The Digital Humanities as THATCamp

THATCamp SF is going on this weekend, and the self-organizing, hands-on event provided quality both of discussion and participant.  Glen Worthey suggested a session on mapping the Digital Humanities which devolved, due in no small part to my own distractive influence, into a discussion of the nature of the Digital Humanities.  Glen’s desire was to map the structure of the movement, with an eye toward non-standard representations that better reflect the confederate nature of the Digital Humanities.  We didn’t manage to get so far as to create an artistic representation of a Digital Humanities archipelago nation, and only developed two sets of anemic Venn Diagrams that managed to not only not overlap but to only include History and Literature.

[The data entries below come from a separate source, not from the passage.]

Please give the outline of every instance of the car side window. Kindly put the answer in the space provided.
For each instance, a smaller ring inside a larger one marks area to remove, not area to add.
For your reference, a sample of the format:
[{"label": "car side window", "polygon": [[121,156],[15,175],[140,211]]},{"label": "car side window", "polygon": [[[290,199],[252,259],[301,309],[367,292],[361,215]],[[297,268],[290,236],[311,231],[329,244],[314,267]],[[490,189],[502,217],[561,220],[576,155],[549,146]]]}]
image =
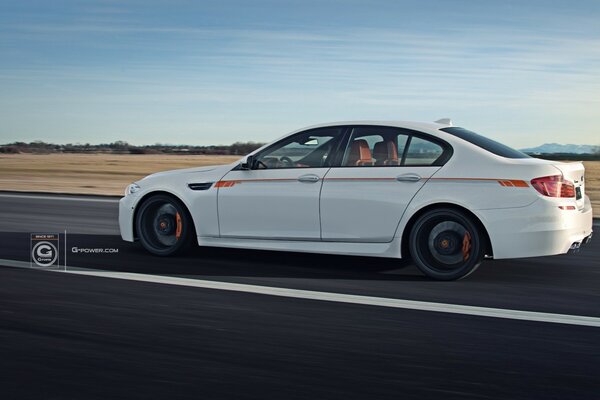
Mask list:
[{"label": "car side window", "polygon": [[331,127],[293,135],[262,151],[257,157],[257,168],[327,167],[342,132],[342,127]]},{"label": "car side window", "polygon": [[398,167],[443,165],[452,155],[449,146],[426,134],[386,126],[352,129],[342,167]]},{"label": "car side window", "polygon": [[352,130],[342,166],[399,166],[408,135],[397,128],[364,126]]},{"label": "car side window", "polygon": [[439,144],[413,136],[402,165],[433,165],[443,152],[444,149]]}]

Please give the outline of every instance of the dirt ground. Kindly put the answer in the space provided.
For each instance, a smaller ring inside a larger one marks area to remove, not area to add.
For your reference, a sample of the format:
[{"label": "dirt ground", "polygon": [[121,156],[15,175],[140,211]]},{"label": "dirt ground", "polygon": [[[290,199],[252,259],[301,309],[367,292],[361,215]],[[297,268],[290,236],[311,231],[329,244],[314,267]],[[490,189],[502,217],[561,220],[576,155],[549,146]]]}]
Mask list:
[{"label": "dirt ground", "polygon": [[[10,154],[0,156],[0,190],[122,195],[148,174],[177,168],[228,164],[239,156],[162,154]],[[586,193],[600,217],[600,161],[584,162]]]}]

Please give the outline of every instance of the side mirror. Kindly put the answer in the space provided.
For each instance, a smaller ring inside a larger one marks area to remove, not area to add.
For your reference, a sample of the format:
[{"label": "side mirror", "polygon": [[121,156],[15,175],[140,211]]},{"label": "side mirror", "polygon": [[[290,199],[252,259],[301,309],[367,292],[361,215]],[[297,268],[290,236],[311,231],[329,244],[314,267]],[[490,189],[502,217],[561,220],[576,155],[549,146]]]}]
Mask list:
[{"label": "side mirror", "polygon": [[256,164],[256,158],[253,155],[246,157],[246,161],[240,164],[240,168],[243,170],[254,169],[254,165]]}]

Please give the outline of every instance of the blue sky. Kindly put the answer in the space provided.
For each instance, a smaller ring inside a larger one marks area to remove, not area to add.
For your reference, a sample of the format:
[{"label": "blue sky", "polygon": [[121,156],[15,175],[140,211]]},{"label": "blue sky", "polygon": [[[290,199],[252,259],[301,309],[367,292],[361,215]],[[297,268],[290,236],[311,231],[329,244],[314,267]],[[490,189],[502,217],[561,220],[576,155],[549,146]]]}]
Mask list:
[{"label": "blue sky", "polygon": [[0,143],[270,141],[337,120],[600,144],[600,1],[0,2]]}]

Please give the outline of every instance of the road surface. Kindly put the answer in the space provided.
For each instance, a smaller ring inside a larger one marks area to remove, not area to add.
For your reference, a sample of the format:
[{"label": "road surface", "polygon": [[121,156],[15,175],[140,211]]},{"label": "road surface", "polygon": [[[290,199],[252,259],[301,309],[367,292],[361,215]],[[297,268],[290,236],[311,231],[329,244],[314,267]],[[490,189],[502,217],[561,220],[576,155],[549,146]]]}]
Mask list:
[{"label": "road surface", "polygon": [[[116,218],[0,193],[3,398],[599,397],[597,240],[433,282],[366,257],[152,257]],[[68,272],[29,268],[29,233],[65,229]]]}]

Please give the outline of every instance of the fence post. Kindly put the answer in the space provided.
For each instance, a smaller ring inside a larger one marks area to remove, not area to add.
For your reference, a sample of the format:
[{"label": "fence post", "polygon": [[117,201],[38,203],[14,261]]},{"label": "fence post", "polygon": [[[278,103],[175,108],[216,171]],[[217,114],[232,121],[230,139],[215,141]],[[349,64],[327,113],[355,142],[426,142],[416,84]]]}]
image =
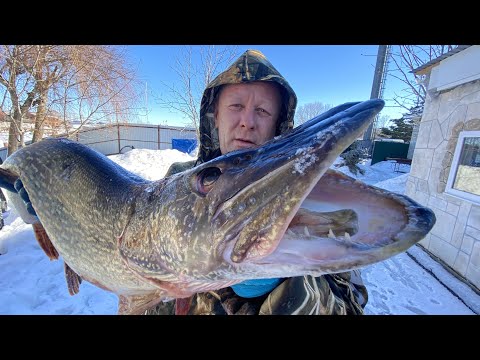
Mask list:
[{"label": "fence post", "polygon": [[118,153],[120,154],[120,124],[117,123]]}]

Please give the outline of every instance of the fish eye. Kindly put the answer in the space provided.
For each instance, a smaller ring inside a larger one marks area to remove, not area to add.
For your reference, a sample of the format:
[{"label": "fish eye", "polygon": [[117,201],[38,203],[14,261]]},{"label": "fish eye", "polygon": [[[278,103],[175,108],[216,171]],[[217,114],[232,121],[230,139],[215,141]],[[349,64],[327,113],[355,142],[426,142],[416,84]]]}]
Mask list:
[{"label": "fish eye", "polygon": [[209,167],[203,169],[197,174],[196,190],[200,195],[207,195],[212,190],[213,184],[222,175],[222,172],[217,167]]}]

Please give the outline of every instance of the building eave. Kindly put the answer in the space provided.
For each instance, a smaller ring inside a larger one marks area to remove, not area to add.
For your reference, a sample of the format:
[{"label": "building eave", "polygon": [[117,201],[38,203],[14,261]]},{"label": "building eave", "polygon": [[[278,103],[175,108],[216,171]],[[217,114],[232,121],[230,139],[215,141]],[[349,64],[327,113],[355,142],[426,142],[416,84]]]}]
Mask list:
[{"label": "building eave", "polygon": [[442,54],[435,59],[430,60],[429,62],[423,64],[422,66],[419,66],[416,69],[413,69],[411,72],[415,75],[425,75],[429,73],[435,66],[439,65],[442,60],[445,60],[446,58],[455,55],[459,53],[460,51],[463,51],[467,48],[469,48],[472,45],[458,45],[456,48],[446,52],[445,54]]}]

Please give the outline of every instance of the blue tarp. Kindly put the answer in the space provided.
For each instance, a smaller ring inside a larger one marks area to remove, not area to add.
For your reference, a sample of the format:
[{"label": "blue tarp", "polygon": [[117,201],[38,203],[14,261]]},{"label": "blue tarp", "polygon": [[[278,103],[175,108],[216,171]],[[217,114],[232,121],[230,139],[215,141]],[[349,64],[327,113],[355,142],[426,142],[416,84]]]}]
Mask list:
[{"label": "blue tarp", "polygon": [[190,154],[196,147],[196,139],[172,139],[172,149]]}]

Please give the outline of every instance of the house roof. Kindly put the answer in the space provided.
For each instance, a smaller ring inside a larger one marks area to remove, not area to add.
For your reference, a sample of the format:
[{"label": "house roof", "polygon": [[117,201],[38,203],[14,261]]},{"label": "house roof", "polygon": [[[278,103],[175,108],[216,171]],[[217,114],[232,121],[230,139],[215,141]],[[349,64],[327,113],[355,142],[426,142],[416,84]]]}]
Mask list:
[{"label": "house roof", "polygon": [[415,75],[424,75],[427,72],[430,71],[430,69],[440,63],[440,61],[455,55],[459,53],[460,51],[465,50],[466,48],[469,48],[472,45],[458,45],[456,48],[450,50],[449,52],[446,52],[445,54],[440,55],[439,57],[436,57],[435,59],[430,60],[429,62],[423,64],[422,66],[419,66],[416,69],[413,69],[411,72],[414,73]]}]

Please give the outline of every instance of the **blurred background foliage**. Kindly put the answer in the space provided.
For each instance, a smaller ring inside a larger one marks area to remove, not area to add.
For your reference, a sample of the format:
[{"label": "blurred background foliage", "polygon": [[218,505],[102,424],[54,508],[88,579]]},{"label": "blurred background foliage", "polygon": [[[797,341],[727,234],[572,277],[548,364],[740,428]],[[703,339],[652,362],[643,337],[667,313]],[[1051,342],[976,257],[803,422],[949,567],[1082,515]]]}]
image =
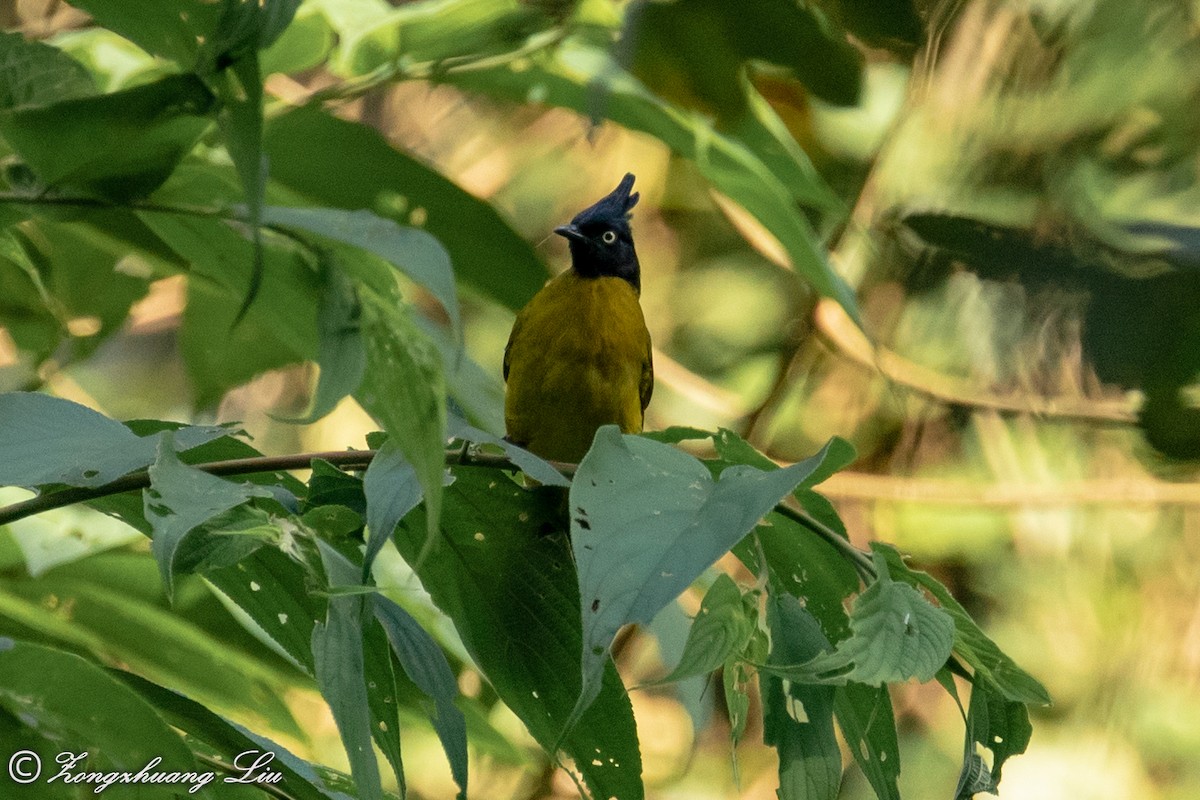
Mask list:
[{"label": "blurred background foliage", "polygon": [[[912,553],[1055,699],[1035,713],[1002,796],[1200,796],[1200,4],[393,5],[308,0],[263,53],[266,150],[311,154],[271,160],[268,199],[369,207],[441,238],[481,367],[458,379],[491,398],[477,424],[500,425],[514,310],[566,266],[549,231],[635,172],[658,378],[647,427],[731,427],[780,461],[835,434],[855,444],[859,461],[822,487],[852,538]],[[83,67],[55,85],[74,82],[81,98],[167,72],[55,0],[0,4],[0,22],[74,56]],[[539,57],[546,48],[555,57]],[[642,83],[597,88],[606,50]],[[172,95],[183,104],[173,125],[195,113],[187,92]],[[312,99],[379,137],[334,121],[312,137],[307,112],[291,110]],[[205,146],[189,158],[211,160]],[[765,170],[750,181],[739,181],[744,148]],[[232,168],[217,184],[188,165],[155,197],[239,201]],[[19,170],[6,178],[20,188]],[[771,224],[763,209],[776,207],[786,213]],[[470,230],[456,221],[465,208]],[[238,420],[268,453],[361,444],[373,425],[350,402],[313,425],[278,421],[304,413],[313,368],[274,367],[311,358],[315,343],[267,341],[262,362],[239,358],[247,342],[225,340],[229,320],[203,316],[217,307],[208,290],[134,227],[105,239],[67,213],[39,217],[26,236],[34,262],[74,266],[37,280],[0,253],[0,389],[46,387],[122,419]],[[825,249],[857,304],[822,272]],[[271,269],[268,282],[286,283]],[[820,297],[839,292],[841,304]],[[201,370],[188,355],[198,350],[212,360]],[[204,666],[204,637],[233,627],[230,612],[198,581],[168,607],[140,541],[72,513],[0,540],[0,613],[69,607],[76,647],[113,647],[120,633],[121,659],[148,677],[344,766],[319,697],[277,654],[247,637]],[[46,536],[53,552],[31,560]],[[83,537],[112,549],[55,563],[62,541]],[[413,593],[403,563],[387,564]],[[698,603],[685,595],[681,613]],[[422,622],[437,628],[432,607]],[[174,637],[180,664],[139,662],[135,625]],[[630,685],[660,677],[682,645],[666,622],[650,633],[622,650]],[[182,655],[193,651],[199,661]],[[486,691],[469,669],[459,682],[468,697]],[[961,756],[957,709],[936,687],[893,697],[904,796],[945,792]],[[734,769],[719,687],[632,699],[650,796],[773,796],[771,752],[751,744],[760,723]],[[536,748],[496,708],[470,721],[474,785],[493,798],[570,795],[561,774],[530,766]],[[410,790],[449,796],[432,732],[404,735]],[[871,792],[851,772],[843,796]]]}]

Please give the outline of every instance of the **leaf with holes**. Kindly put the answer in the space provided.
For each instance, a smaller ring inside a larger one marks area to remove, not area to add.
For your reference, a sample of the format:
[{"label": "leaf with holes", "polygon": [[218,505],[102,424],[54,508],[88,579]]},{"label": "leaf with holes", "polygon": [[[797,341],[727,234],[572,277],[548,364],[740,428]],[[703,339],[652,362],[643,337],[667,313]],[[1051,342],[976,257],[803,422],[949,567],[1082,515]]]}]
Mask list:
[{"label": "leaf with holes", "polygon": [[764,669],[795,681],[839,685],[933,678],[950,657],[954,621],[913,587],[893,581],[878,553],[875,569],[878,577],[854,601],[848,639],[805,663]]},{"label": "leaf with holes", "polygon": [[614,425],[596,432],[570,491],[584,636],[583,691],[570,724],[599,690],[617,631],[653,619],[823,459],[772,472],[735,465],[714,480],[674,447]]},{"label": "leaf with holes", "polygon": [[679,663],[654,683],[681,681],[717,669],[745,649],[756,618],[757,611],[743,601],[733,579],[719,575],[700,603],[700,613],[692,622]]}]

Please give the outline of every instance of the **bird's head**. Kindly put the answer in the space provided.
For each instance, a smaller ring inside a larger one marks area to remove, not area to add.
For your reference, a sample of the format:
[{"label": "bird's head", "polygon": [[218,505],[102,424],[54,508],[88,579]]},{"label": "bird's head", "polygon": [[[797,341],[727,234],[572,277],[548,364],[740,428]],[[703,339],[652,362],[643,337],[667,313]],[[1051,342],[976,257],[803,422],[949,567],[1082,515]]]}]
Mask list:
[{"label": "bird's head", "polygon": [[571,268],[577,274],[585,278],[624,278],[641,291],[641,267],[629,229],[629,212],[638,201],[637,192],[630,194],[633,180],[633,173],[626,173],[616,189],[554,232],[570,243]]}]

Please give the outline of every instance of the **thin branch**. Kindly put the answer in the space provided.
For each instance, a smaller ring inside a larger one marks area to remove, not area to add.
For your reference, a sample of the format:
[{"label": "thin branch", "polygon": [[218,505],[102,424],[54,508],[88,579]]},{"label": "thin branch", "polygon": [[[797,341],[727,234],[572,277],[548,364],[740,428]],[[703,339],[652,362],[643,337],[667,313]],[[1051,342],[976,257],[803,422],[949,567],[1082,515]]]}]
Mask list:
[{"label": "thin branch", "polygon": [[963,408],[1032,414],[1093,425],[1129,425],[1137,421],[1133,404],[1123,398],[1042,397],[1024,392],[997,394],[968,381],[943,375],[893,350],[873,345],[841,307],[830,300],[817,304],[814,318],[817,332],[835,352],[865,369],[882,374],[893,385],[931,400]]},{"label": "thin branch", "polygon": [[[312,462],[317,459],[328,461],[340,469],[366,469],[370,465],[371,460],[375,458],[377,452],[377,450],[330,450],[318,453],[293,453],[286,456],[234,458],[227,461],[210,461],[203,464],[191,464],[189,466],[195,467],[201,472],[207,472],[209,475],[221,476],[254,475],[263,472],[279,472],[281,470],[312,469]],[[565,464],[556,461],[549,463],[564,475],[569,476],[575,473],[574,464]],[[469,451],[463,452],[457,448],[446,451],[446,464],[447,466],[520,469],[505,456],[489,453],[472,453]],[[40,494],[28,500],[22,500],[19,503],[13,503],[12,505],[0,508],[0,525],[7,525],[10,522],[16,522],[17,520],[41,514],[44,511],[50,511],[55,508],[64,508],[76,503],[86,503],[89,500],[99,500],[126,492],[141,491],[142,489],[149,488],[149,486],[150,473],[143,469],[131,472],[102,486],[72,486],[51,494]]]},{"label": "thin branch", "polygon": [[807,511],[796,508],[787,501],[776,505],[775,511],[787,517],[792,522],[802,525],[832,545],[835,550],[849,560],[850,564],[853,565],[855,571],[858,573],[858,577],[862,579],[863,583],[870,583],[871,581],[875,580],[875,565],[871,562],[871,557],[862,550],[859,550],[854,545],[850,544],[846,537],[842,536],[833,528],[829,527],[824,522],[821,522]]}]

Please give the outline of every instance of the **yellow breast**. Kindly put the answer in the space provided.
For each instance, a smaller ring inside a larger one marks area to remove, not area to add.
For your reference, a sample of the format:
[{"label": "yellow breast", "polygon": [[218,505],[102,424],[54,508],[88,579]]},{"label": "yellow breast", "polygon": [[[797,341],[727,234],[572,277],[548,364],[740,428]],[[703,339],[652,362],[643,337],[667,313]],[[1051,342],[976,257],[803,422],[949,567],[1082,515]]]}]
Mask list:
[{"label": "yellow breast", "polygon": [[628,281],[551,280],[517,316],[505,364],[508,436],[544,458],[578,461],[601,425],[642,429],[650,333]]}]

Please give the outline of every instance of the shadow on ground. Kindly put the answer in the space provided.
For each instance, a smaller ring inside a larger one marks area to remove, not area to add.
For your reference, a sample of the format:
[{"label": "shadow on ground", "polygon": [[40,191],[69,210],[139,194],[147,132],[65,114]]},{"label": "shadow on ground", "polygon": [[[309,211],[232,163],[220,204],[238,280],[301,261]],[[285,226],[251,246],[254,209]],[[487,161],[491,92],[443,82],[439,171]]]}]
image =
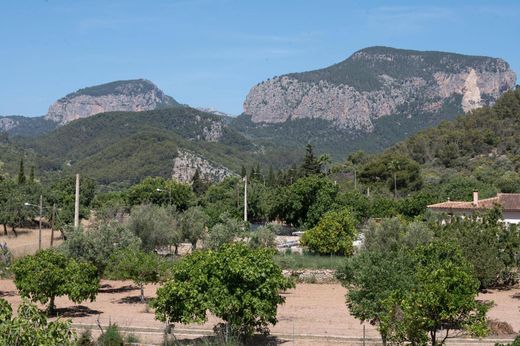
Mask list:
[{"label": "shadow on ground", "polygon": [[248,338],[245,342],[238,341],[225,341],[222,337],[219,336],[202,336],[196,339],[185,339],[185,340],[175,340],[173,336],[170,337],[170,340],[165,345],[194,345],[194,346],[209,346],[209,345],[259,345],[259,346],[274,346],[274,345],[282,345],[289,342],[288,340],[280,340],[275,336],[264,336],[264,335],[255,335],[251,338]]},{"label": "shadow on ground", "polygon": [[135,291],[138,289],[139,289],[139,287],[136,287],[133,285],[126,285],[126,286],[114,288],[114,287],[110,286],[109,284],[104,284],[104,285],[101,285],[98,293],[124,293],[124,292]]},{"label": "shadow on ground", "polygon": [[91,315],[99,315],[102,311],[92,310],[84,305],[69,306],[66,308],[56,309],[56,315],[60,317],[76,318],[76,317],[87,317]]},{"label": "shadow on ground", "polygon": [[150,301],[150,298],[144,297],[144,302],[141,302],[141,296],[124,297],[117,301],[118,304],[143,304],[146,305]]}]

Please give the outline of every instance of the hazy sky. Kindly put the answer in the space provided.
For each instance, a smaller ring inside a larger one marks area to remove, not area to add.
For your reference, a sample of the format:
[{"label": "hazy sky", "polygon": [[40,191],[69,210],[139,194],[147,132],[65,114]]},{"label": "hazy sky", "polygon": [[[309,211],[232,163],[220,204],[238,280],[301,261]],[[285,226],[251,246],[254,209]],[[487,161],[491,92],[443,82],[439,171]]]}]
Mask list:
[{"label": "hazy sky", "polygon": [[0,115],[133,78],[239,114],[256,83],[374,45],[500,57],[518,73],[518,23],[520,1],[0,0]]}]

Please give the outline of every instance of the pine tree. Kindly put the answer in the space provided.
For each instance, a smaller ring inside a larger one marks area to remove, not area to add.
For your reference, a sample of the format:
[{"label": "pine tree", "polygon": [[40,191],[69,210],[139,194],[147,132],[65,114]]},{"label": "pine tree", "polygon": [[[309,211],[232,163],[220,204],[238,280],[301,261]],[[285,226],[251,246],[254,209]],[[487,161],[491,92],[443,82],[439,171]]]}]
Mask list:
[{"label": "pine tree", "polygon": [[34,183],[34,166],[31,166],[31,170],[29,171],[29,183]]},{"label": "pine tree", "polygon": [[304,176],[319,174],[321,172],[321,164],[314,155],[312,145],[310,144],[307,144],[305,149],[305,157],[303,158],[301,170]]},{"label": "pine tree", "polygon": [[243,178],[247,175],[247,169],[246,166],[242,165],[242,169],[240,171],[240,176]]},{"label": "pine tree", "polygon": [[20,159],[20,171],[18,172],[18,184],[25,184],[25,169],[23,167],[23,157]]},{"label": "pine tree", "polygon": [[269,186],[274,186],[276,184],[276,178],[273,172],[273,166],[269,166],[269,173],[267,173],[267,184]]}]

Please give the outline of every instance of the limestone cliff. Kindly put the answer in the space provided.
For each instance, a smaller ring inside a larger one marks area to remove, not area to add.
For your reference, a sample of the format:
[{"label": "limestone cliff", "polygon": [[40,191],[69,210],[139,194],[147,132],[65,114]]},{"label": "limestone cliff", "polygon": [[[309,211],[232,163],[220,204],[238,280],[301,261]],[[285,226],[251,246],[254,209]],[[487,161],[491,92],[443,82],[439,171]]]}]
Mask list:
[{"label": "limestone cliff", "polygon": [[178,103],[145,79],[116,81],[80,89],[52,104],[45,119],[60,125],[94,114],[138,112],[175,106]]},{"label": "limestone cliff", "polygon": [[179,149],[177,157],[173,160],[172,177],[183,183],[191,183],[197,169],[203,180],[213,182],[236,175],[229,169],[212,163],[193,152]]},{"label": "limestone cliff", "polygon": [[373,121],[386,116],[468,112],[491,105],[515,83],[515,73],[501,59],[371,47],[325,69],[256,85],[246,97],[244,113],[254,123],[318,118],[371,132]]}]

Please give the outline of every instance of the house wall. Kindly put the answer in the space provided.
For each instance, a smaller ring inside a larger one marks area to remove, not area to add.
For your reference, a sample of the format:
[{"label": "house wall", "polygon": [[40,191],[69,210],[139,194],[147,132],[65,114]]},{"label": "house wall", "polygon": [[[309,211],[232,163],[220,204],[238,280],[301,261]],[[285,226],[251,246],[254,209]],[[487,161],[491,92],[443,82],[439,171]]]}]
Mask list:
[{"label": "house wall", "polygon": [[518,211],[504,211],[504,222],[511,224],[520,223],[520,212]]}]

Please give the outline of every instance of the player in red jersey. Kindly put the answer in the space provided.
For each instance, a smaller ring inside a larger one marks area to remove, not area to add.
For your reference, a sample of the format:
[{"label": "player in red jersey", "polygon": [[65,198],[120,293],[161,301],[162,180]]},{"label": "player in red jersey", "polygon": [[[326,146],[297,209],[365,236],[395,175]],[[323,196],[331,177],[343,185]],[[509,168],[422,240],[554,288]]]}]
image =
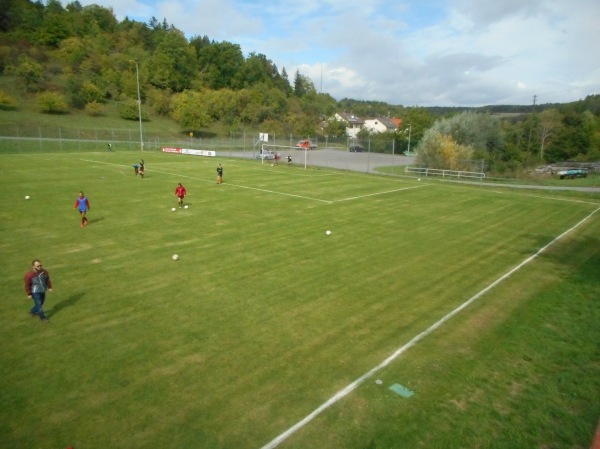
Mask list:
[{"label": "player in red jersey", "polygon": [[177,188],[175,189],[175,196],[179,200],[179,207],[183,206],[183,199],[187,192],[185,191],[185,187],[181,185],[181,183],[177,184]]}]

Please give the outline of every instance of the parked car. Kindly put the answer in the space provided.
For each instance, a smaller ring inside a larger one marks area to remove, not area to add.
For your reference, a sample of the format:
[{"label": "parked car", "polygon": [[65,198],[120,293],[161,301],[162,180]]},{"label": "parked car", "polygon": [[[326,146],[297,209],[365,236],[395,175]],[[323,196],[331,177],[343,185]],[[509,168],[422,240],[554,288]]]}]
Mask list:
[{"label": "parked car", "polygon": [[350,151],[350,153],[362,153],[365,149],[362,145],[355,143],[348,147],[348,151]]},{"label": "parked car", "polygon": [[301,140],[296,144],[297,150],[316,150],[317,145],[312,143],[309,139]]},{"label": "parked car", "polygon": [[256,159],[272,161],[273,159],[275,159],[275,152],[263,150],[256,156]]},{"label": "parked car", "polygon": [[588,175],[587,170],[572,168],[570,170],[561,170],[558,172],[560,179],[575,179],[575,178],[586,178]]}]

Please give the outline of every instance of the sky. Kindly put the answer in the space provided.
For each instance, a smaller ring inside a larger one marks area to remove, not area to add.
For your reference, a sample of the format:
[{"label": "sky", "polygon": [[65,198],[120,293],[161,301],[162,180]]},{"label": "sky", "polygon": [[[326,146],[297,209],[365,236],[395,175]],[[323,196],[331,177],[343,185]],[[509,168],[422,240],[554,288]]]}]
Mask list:
[{"label": "sky", "polygon": [[336,100],[475,107],[600,94],[598,0],[79,2],[238,44]]}]

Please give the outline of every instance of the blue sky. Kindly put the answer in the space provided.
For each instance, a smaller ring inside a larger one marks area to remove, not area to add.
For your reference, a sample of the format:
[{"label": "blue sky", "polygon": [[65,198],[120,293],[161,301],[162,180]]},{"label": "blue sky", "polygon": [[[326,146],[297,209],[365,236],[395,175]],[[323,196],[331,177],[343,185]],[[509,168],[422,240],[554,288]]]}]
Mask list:
[{"label": "blue sky", "polygon": [[598,0],[79,1],[239,44],[337,100],[484,106],[600,94]]}]

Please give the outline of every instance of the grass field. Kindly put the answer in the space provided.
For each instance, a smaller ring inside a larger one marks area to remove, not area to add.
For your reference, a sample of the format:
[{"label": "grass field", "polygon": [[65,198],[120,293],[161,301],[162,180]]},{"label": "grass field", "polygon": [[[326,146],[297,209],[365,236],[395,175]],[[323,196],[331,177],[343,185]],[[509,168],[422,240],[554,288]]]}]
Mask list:
[{"label": "grass field", "polygon": [[591,444],[598,194],[140,156],[0,156],[0,447]]}]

The diagrams weren’t as bad as that, of course, they were being used to explore whether or not Digital History lived in History and Digital Literature lived in Literature or whether the Digital Humanities was the big circle with Digital History and Digital Literature coming at the overlapping borders between the Digital Humanities and History or Literature.

For my own part, I demonstrated my in-progress network map of the Digital Humanities at Stanford, which is both incomplete and misleading in its explicitness.  The map is meant to agitate, and has done so admirably, but like any seductive visualization it continues to argue its legitimacy despite my own claims that it is only useful as a tool to highlight the notable problems with mapping participation in the community:  First, self-identification favors the loud, and promotes the work of the very vocal and visible above the work of the quiet but brilliant.  Second, metrics–any metrics–runs the risk of undermining the value of the interpretive agent.

But besides the value of THATCamp to spur such discussions, I think THATCamp is the Digital Humanities in microcosm, with all its benefits and drawbacks.  THATCamp is charisma-driven, with sessions created by the vocal and visible, meandering (I’m guilty of consistently dragging a session about information back to the problem of lack of information) and chock full of brilliant people tackling interesting problems both inside the academy and out.